Ma la mia esperienza di vecchia fotografa me le ha fatte immediatamente scartare: due agenti della polizia morale che cantano vittoria sotto a un bandierone, il tutto ripreso con un grandangolo, dal basso e da un punto di vista estremamente ravvicinato. Null’altro. Due persone soltanto. Sarebbe questa la grande manifestazione di solidarietà al governo? Sullo sfondo poi, a sinistra e al centro, al fotografo sono sfuggiti i passanti indifferenti. Dove sarebbe tutto il coinvolgimento nelle proteste anti-israeliane che avrebbero, a detta dell’articolista, infiammato Teheran?

Poi ho avuto una prima intuizione. La bandiera dell’Iran, prima della “rivoluzione rubata”, aveva nel centro lo stemma di un leone.

Poi, l’algoritmo di Instagram (in questi giorni ho molto cercato in rete notizie su quanto sta accadendo, perché ho amici da entrambe le sponde di questo fiume feroce che si chiama guerra) mi suggerisce un account nuovo, creato appena 10 ore fa e con un solo post: il video di cui al link che ho inserito in apertura.

Poi su Le Monde appare la lettera aperta (firmata da alcuni intellettuali fuoriusciti, tra cui Jafar Panahi, Shirin Ebadi, Mohammad Rasoulof) con cui si chiede al regime di lasciare libero l’Iran.

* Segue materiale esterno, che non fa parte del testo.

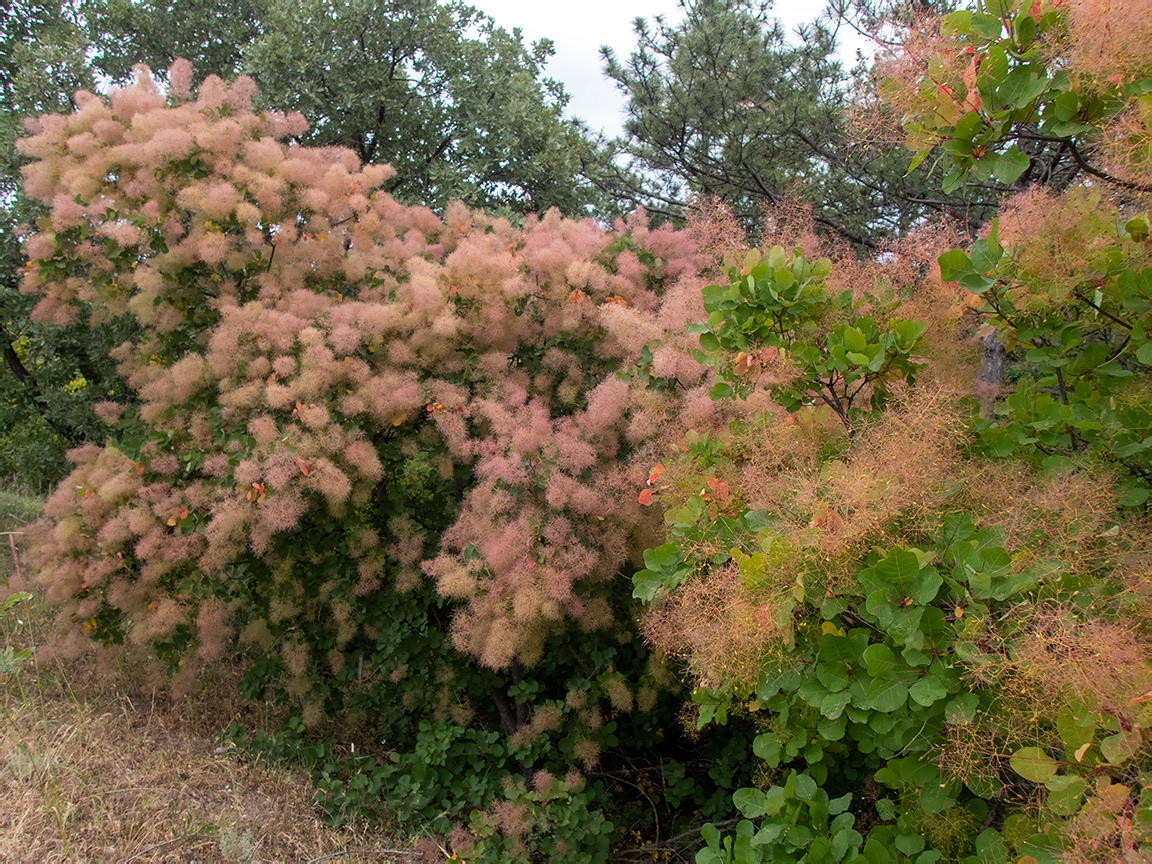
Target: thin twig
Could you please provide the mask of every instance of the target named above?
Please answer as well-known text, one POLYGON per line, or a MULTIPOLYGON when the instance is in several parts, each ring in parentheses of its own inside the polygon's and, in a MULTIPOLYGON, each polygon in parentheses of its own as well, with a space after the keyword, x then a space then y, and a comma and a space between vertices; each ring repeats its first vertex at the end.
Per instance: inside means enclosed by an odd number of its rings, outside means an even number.
POLYGON ((1076 164, 1079 165, 1081 169, 1091 174, 1093 177, 1099 177, 1104 182, 1112 183, 1115 186, 1119 186, 1121 189, 1131 189, 1133 192, 1152 192, 1152 186, 1149 186, 1147 183, 1136 183, 1132 180, 1122 180, 1119 177, 1115 177, 1111 174, 1108 174, 1107 172, 1101 171, 1099 168, 1093 168, 1088 164, 1088 160, 1084 158, 1079 148, 1077 148, 1076 142, 1071 138, 1064 139, 1064 143, 1068 145, 1068 152, 1072 154, 1072 158, 1076 160, 1076 164))
POLYGON ((1093 309, 1095 309, 1097 312, 1099 312, 1101 315, 1103 315, 1109 321, 1112 321, 1115 324, 1120 325, 1125 330, 1131 330, 1132 329, 1132 325, 1129 324, 1127 321, 1121 321, 1115 315, 1111 315, 1108 312, 1105 312, 1103 309, 1101 309, 1099 306, 1097 306, 1095 303, 1093 303, 1091 300, 1089 300, 1087 297, 1085 297, 1081 292, 1076 291, 1073 293, 1075 294, 1077 300, 1080 300, 1083 303, 1087 303, 1089 306, 1091 306, 1093 309))
MULTIPOLYGON (((725 831, 733 827, 738 821, 740 820, 725 819, 721 822, 714 822, 712 824, 716 827, 717 830, 725 831)), ((687 860, 683 858, 682 853, 685 850, 690 850, 693 846, 695 846, 696 842, 694 841, 699 841, 700 827, 701 826, 697 825, 693 828, 689 828, 687 831, 677 834, 675 837, 669 837, 667 840, 663 840, 657 843, 649 843, 645 846, 637 846, 635 849, 623 849, 616 853, 616 860, 651 861, 657 852, 668 852, 680 858, 680 860, 687 860)))
POLYGON ((23 531, 5 531, 4 533, 8 535, 8 546, 12 549, 12 566, 16 568, 16 581, 20 582, 22 579, 22 577, 20 576, 20 557, 16 554, 16 538, 13 537, 12 535, 23 534, 24 532, 23 531))
MULTIPOLYGON (((345 855, 351 855, 353 852, 363 852, 369 850, 363 849, 341 849, 339 852, 332 852, 328 855, 321 855, 319 858, 309 858, 304 864, 316 864, 317 861, 330 861, 333 858, 343 858, 345 855)), ((376 849, 373 851, 375 855, 411 855, 411 852, 405 852, 403 849, 376 849)))
POLYGON ((211 834, 201 834, 199 831, 197 831, 195 834, 185 834, 183 837, 173 837, 171 840, 165 840, 163 843, 155 843, 152 846, 149 846, 147 849, 141 849, 139 852, 137 852, 131 858, 125 858, 124 864, 128 864, 129 861, 136 861, 140 858, 143 858, 149 852, 155 852, 157 849, 163 849, 165 846, 171 846, 173 843, 182 843, 185 840, 211 840, 211 839, 212 839, 211 834))
MULTIPOLYGON (((638 783, 633 783, 631 780, 626 780, 623 777, 619 776, 619 772, 610 773, 607 771, 597 771, 596 773, 599 774, 601 777, 612 777, 614 780, 618 780, 621 783, 627 783, 629 786, 631 786, 633 789, 635 789, 637 792, 639 792, 641 795, 643 795, 647 799, 648 804, 652 807, 652 818, 656 820, 656 836, 659 837, 660 836, 660 812, 659 812, 659 810, 656 809, 656 802, 652 800, 652 798, 648 795, 648 793, 645 792, 640 787, 640 785, 638 783)), ((639 772, 637 772, 637 773, 639 773, 639 772)))

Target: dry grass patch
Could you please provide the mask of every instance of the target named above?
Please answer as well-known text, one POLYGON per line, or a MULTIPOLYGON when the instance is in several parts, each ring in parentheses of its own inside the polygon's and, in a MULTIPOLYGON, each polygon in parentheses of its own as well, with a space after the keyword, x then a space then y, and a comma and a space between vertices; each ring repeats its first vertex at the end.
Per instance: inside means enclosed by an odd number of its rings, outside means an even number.
MULTIPOLYGON (((0 530, 20 529, 12 516, 0 513, 0 530)), ((0 540, 2 599, 15 550, 0 540)), ((50 617, 35 599, 3 616, 0 653, 39 641, 50 617)), ((0 658, 0 861, 430 860, 380 832, 328 827, 303 772, 222 745, 233 720, 276 719, 240 701, 236 682, 202 678, 173 701, 138 664, 92 659, 0 658)))
POLYGON ((326 826, 307 778, 220 745, 202 702, 73 689, 66 674, 29 665, 5 678, 0 860, 419 857, 376 832, 326 826))

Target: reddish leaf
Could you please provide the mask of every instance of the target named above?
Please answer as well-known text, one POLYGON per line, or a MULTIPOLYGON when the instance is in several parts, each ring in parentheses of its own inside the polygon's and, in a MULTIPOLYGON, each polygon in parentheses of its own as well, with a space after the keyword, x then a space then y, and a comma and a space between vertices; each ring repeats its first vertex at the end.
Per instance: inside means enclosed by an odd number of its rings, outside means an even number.
POLYGON ((728 482, 725 480, 720 480, 716 477, 709 477, 708 488, 712 490, 712 493, 716 496, 717 501, 723 501, 728 497, 728 482))

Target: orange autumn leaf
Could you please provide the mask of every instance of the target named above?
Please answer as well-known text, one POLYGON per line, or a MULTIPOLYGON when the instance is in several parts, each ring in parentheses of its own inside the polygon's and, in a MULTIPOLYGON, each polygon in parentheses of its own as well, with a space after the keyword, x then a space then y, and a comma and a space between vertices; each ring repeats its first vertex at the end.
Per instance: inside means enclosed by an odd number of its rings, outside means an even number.
POLYGON ((657 462, 656 465, 652 468, 652 473, 648 475, 648 485, 651 486, 653 483, 655 483, 657 480, 659 480, 660 475, 663 473, 664 473, 664 466, 661 463, 657 462))
POLYGON ((305 477, 307 477, 308 476, 308 466, 299 460, 297 460, 296 464, 300 466, 300 473, 303 474, 305 477))
POLYGON ((969 92, 976 89, 976 76, 980 72, 980 58, 975 56, 973 52, 972 60, 969 61, 968 66, 964 69, 964 86, 968 88, 969 92))
POLYGON ((637 499, 641 504, 649 504, 652 501, 652 490, 644 489, 640 492, 640 497, 637 499))
POLYGON ((716 496, 717 501, 723 501, 728 497, 728 482, 726 480, 709 477, 708 488, 712 490, 712 494, 716 496))

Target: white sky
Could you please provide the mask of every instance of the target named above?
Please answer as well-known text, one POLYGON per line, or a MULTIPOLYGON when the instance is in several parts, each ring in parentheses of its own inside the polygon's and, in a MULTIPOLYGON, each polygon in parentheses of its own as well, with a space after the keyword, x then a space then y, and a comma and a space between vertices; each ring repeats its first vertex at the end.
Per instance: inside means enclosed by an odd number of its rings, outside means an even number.
MULTIPOLYGON (((627 60, 636 47, 632 22, 637 17, 650 20, 664 15, 669 22, 683 17, 676 0, 468 0, 468 4, 505 30, 519 27, 525 42, 551 39, 556 53, 544 71, 561 81, 571 95, 569 115, 609 136, 621 132, 625 103, 615 84, 604 77, 600 46, 612 46, 617 57, 627 60)), ((823 9, 823 0, 777 0, 773 14, 794 35, 796 25, 818 17, 823 9)), ((848 43, 851 34, 841 31, 840 35, 841 56, 850 65, 862 42, 848 43)))

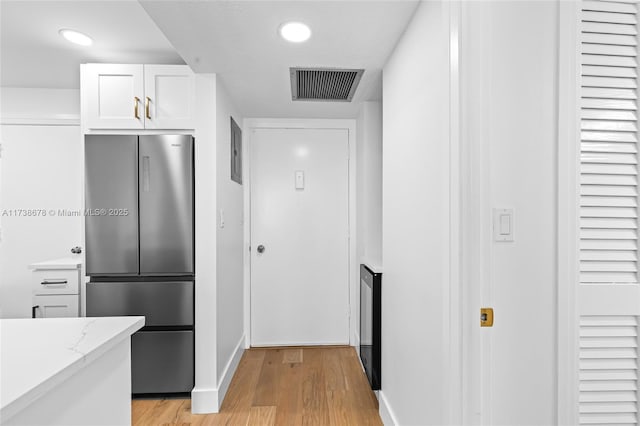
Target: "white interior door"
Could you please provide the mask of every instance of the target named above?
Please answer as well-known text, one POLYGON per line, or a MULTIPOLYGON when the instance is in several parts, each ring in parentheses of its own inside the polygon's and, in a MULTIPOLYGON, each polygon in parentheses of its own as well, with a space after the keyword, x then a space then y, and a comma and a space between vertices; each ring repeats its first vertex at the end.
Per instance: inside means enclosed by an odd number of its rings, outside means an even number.
POLYGON ((30 317, 31 263, 82 245, 78 126, 2 126, 0 316, 30 317))
POLYGON ((347 130, 255 129, 250 149, 252 345, 348 344, 347 130))

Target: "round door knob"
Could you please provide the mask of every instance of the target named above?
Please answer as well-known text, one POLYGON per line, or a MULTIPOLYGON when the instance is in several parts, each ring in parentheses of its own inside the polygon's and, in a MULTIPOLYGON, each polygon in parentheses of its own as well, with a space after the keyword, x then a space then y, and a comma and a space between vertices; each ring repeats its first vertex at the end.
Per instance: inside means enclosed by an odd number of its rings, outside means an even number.
POLYGON ((73 253, 73 254, 80 254, 80 253, 82 253, 82 247, 73 247, 73 248, 71 249, 71 253, 73 253))
POLYGON ((262 244, 258 246, 258 253, 264 253, 264 246, 262 244))

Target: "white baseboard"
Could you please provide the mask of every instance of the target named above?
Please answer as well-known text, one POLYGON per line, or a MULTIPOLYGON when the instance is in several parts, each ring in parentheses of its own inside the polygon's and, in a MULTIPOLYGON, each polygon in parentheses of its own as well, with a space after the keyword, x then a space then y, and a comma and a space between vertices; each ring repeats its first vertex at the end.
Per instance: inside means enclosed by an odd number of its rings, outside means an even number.
POLYGON ((229 362, 227 362, 222 375, 218 377, 218 406, 222 406, 222 401, 224 401, 224 397, 227 394, 227 390, 231 384, 231 379, 238 368, 238 364, 240 364, 240 358, 242 358, 242 354, 244 353, 244 346, 245 337, 243 335, 238 341, 238 344, 233 351, 233 355, 229 362))
POLYGON ((220 411, 218 389, 193 388, 191 391, 191 412, 193 414, 209 414, 220 411))
POLYGON ((231 379, 233 378, 233 375, 238 368, 238 364, 240 363, 240 358, 242 358, 242 354, 244 353, 244 343, 245 337, 242 336, 233 351, 231 359, 229 359, 224 371, 218 378, 219 385, 217 389, 193 388, 191 391, 191 412, 193 414, 210 414, 220 412, 224 396, 227 394, 227 390, 231 384, 231 379))
POLYGON ((396 420, 395 414, 393 414, 393 410, 391 409, 391 405, 389 405, 389 401, 385 398, 384 393, 382 391, 378 392, 378 412, 380 413, 380 418, 382 419, 382 424, 384 426, 396 426, 398 420, 396 420))

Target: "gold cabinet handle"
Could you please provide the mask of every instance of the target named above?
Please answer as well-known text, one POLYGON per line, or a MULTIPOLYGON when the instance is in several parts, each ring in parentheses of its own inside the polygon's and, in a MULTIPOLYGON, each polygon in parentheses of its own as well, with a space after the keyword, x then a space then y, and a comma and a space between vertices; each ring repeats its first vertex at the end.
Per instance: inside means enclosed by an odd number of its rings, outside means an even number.
POLYGON ((144 115, 149 120, 151 120, 151 112, 149 111, 149 103, 150 102, 151 102, 151 99, 147 96, 147 99, 145 99, 145 101, 144 101, 144 115))
POLYGON ((133 115, 139 120, 140 114, 138 113, 138 104, 140 103, 140 98, 137 96, 133 97, 133 115))

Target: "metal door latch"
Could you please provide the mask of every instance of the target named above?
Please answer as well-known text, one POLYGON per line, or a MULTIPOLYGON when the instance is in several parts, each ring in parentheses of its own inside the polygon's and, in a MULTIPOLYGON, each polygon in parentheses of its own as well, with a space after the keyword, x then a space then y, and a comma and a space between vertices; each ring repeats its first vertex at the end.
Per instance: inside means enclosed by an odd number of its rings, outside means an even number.
POLYGON ((480 327, 493 327, 493 308, 480 308, 480 327))

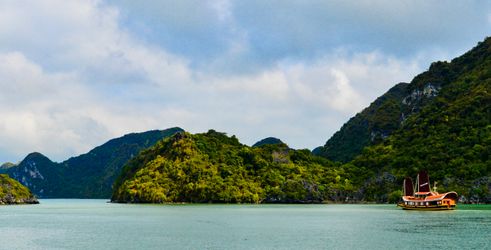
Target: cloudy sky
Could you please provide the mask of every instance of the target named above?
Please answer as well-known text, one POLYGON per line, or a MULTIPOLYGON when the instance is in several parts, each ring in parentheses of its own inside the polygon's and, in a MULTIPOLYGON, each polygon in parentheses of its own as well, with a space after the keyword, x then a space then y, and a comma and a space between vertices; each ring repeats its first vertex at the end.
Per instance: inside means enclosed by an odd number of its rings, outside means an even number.
POLYGON ((490 31, 489 1, 0 0, 0 163, 174 126, 312 149, 490 31))

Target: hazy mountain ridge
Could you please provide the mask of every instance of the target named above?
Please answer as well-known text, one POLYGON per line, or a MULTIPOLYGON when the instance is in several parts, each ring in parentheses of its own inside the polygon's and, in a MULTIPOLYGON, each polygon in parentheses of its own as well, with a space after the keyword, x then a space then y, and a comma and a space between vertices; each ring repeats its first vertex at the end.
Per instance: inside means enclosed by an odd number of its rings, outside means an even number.
POLYGON ((7 169, 14 167, 14 166, 15 166, 15 164, 12 162, 5 162, 4 164, 0 165, 0 173, 2 173, 3 171, 6 171, 7 169))
POLYGON ((62 163, 31 153, 4 172, 43 198, 109 198, 114 179, 126 161, 180 131, 170 128, 128 134, 62 163))

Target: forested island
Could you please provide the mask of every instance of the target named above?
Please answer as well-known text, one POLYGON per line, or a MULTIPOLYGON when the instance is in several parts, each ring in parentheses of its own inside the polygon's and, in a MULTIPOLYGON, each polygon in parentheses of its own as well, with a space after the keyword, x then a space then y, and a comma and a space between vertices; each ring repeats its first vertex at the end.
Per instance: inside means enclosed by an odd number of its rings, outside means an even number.
POLYGON ((37 204, 31 191, 18 181, 0 174, 0 205, 37 204))
POLYGON ((339 171, 283 143, 249 147, 214 130, 184 132, 130 160, 112 201, 317 203, 350 186, 339 171))

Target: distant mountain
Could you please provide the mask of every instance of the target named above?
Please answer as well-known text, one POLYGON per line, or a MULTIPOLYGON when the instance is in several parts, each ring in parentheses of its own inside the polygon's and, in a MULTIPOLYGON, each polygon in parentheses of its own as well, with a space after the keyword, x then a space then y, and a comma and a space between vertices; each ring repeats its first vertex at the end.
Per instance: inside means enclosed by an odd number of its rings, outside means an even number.
POLYGON ((54 193, 66 184, 61 176, 62 171, 57 163, 35 152, 27 155, 18 165, 7 169, 6 173, 38 197, 55 197, 54 193))
POLYGON ((27 187, 6 174, 0 174, 0 205, 37 203, 36 197, 27 187))
POLYGON ((264 138, 264 139, 262 139, 256 143, 254 143, 254 145, 252 145, 252 146, 253 147, 260 147, 263 145, 274 145, 274 144, 283 144, 283 142, 278 138, 267 137, 267 138, 264 138))
POLYGON ((111 200, 319 203, 351 188, 338 171, 309 150, 285 144, 249 147, 214 130, 184 132, 131 159, 114 184, 111 200))
POLYGON ((0 165, 0 174, 3 173, 4 171, 7 171, 7 169, 14 167, 15 164, 11 162, 6 162, 2 165, 0 165))
POLYGON ((142 149, 181 131, 171 128, 128 134, 62 163, 52 162, 40 153, 31 153, 5 172, 38 197, 109 198, 112 183, 126 161, 142 149))

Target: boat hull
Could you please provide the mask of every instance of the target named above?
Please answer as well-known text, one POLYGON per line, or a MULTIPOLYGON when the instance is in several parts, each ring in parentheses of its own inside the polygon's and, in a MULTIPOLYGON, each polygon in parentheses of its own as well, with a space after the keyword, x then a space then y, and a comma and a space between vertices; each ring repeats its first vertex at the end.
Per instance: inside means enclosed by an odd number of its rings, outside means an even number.
POLYGON ((436 205, 436 206, 411 206, 406 205, 404 203, 399 203, 397 206, 401 207, 404 210, 421 210, 421 211, 442 211, 442 210, 454 210, 455 205, 436 205))

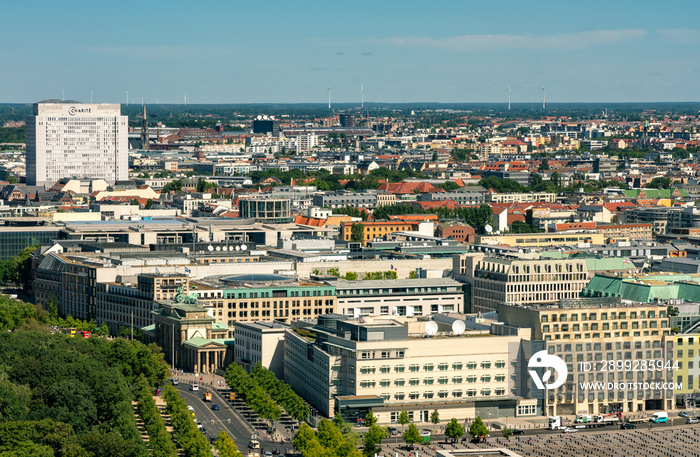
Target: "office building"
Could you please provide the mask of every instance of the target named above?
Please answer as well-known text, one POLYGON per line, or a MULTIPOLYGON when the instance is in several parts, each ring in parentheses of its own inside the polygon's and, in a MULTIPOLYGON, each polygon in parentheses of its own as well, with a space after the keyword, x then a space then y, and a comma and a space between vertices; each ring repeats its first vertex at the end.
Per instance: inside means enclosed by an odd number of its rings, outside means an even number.
POLYGON ((538 400, 521 389, 530 330, 452 329, 447 320, 319 316, 306 332, 286 331, 285 380, 325 416, 349 421, 369 409, 382 424, 402 410, 416 423, 435 409, 459 420, 537 414, 538 400))
POLYGON ((118 104, 40 102, 27 117, 27 184, 129 178, 128 118, 118 104))
POLYGON ((506 325, 530 328, 533 343, 544 341, 547 352, 567 365, 566 382, 546 391, 546 415, 673 408, 673 389, 656 388, 657 383, 676 381, 676 372, 665 368, 667 361, 674 361, 665 306, 563 300, 556 306, 499 305, 498 318, 506 325), (654 369, 634 369, 635 362, 640 367, 642 361, 652 360, 654 369), (617 361, 629 363, 619 369, 617 361), (615 368, 606 370, 611 363, 615 368), (656 369, 659 363, 663 370, 656 369), (644 383, 654 387, 644 388, 644 383))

Poi leggo un altro articolo su Huffington Post in cui un politologo libanese dichiara che, a suo modo di vedere, in seguito a questo conflitto il popolo iraniano potrebbe ribellarsi in modo potente e che in ogni caso Teheran non ha armi sufficienti per resistere a Israele più di quindici/venti giorni, poi in rapida successione guardo gli account IG di Sadaf Baghbani, Ashkan Katibi e altri Iraniani più o meno noti. E tutti riportano la stessa narrazione di un popolo che non si è esattamente compattato attorno al regime degli ayatollah. Poi mi dicono di scritte apparse sui muri di Teheran che inneggiano a Israele, un video in cui sotto le bombe la gente canta “morte a Khamenei”, un missile distrugge in diretta la potente tv di Stato iraniana che non può più trasmettere la sua verità…

Siamo arrivati ben al di là della follia, della propaganda, dell’assurdo che se un personaggio per cui non trovo definizioni come il beniamino solo di nome bombarda Teheran allora tanto male non deve essere, perché sono in molti, in medio oriente, a essere contenti che Giacobbe lo zoppo abbia attaccato l’Iran.

Sto a guardare pensando che continuo a non avere più parole. Semplicemente non so più interpretare quel che accade.